The fact that vaccinated people can help spread the virus is one of the reasons why the Omicron wave will be significant and deadly. However, in addition, the Omicron variant is more infectious than Delta and much more infectious than previous variants. The authors observed this in their experiments when they tested for neutralization by seeing if the viruses could infect cells in culture. Omicron is 2× more infectious than Delta and this is another reason why the Omicron wave will be dangerous.

The reasons for the increased infectivity are not known at present. About a dozen papers/preprints have been published but some of the results are contradictory. For example, modeling of the interaction of spike protein and the ACE2 receptor has shown increased binding in some papers but other papers refute this claim by showing that they didn't take into account the mutations that reduce binding. There's a suggestion that the efficiency of cleavage at the furin cleavage site is enhanced in the Omicron variant but this has not been confirmed. Some scientists have speculated that changes in the glycosylation pattern of spike protein will enhance uptake of the virus and others point to changes in a helical bundle that will probably cause the virus to enter cells more readily.

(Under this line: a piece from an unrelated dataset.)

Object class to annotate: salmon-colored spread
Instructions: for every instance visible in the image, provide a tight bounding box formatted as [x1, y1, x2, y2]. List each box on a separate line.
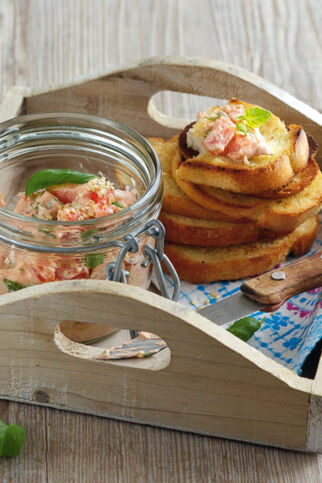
[187, 104, 270, 163]
[0, 177, 142, 293]
[14, 178, 136, 221]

We'll have to wait and see why infectivity is higher in the Omicron variant and also why transmissibility seems to be higher (higher viral load?). Meanwhile, one thing is clear. Booster shots are important to keep this variant under control. The bad news is that the effect of the booster in producing antibodies is likely to diminish over time so that after six months or so the levels of antibodies might not be sufficient to neutralize Omicron and additional boosters will be necessary (or an Omicron-specific mRNA vaccine.) People (mostly American) who got their booster shot several months ago may not be as protected as they think.

Some of the problems with this study are similar to the problems with the studies out of Israel. Many countries have spaced out their first and second vaccination doses to several months instead of 4-6 weeks as in Israel and the USA. The strategy followed in other countries may lead to higher antibody levels than those shown in this study. Also, in most other countries the AstraZenica vaccine has been widely employed and the Johnson & Johnson vaccine is not approved. Furthermore, a significant number of people in those other countries have received mixed vaccine doses (e.g. AstraZenica + an mRNA vaccine) and this is known to be beneficial. It would be nice to see a similar study from Canada or the UK.


  1. Trivial question: Is "wild type" the same as Alpha? Something I read recently seemed to imply distinguish between them.
    More importantly: What do you know about the idea that pathogens evolve towards relative benignity? What little I could find suggested that it depends on how many susceptible hosts are available (many->virulence, few->benignity, for reasons which make sense to my limited understanding of the subject). There seems to be a (possibly false) hope circulating that Omicron represents the first step towards benignity.

    1. I just answered my first question, at Wikipedia of all places:
      Alpha is B.1.1.7, a.k.a. the UK variant.

    2. I checked the paper again and I can't find any reference to the Alpha variant. I thought I had seen that this was their WT. I did find several references to the Beta variant (B.1.351) although they don't say that this is their WT strain. I think it is so I've edited my post.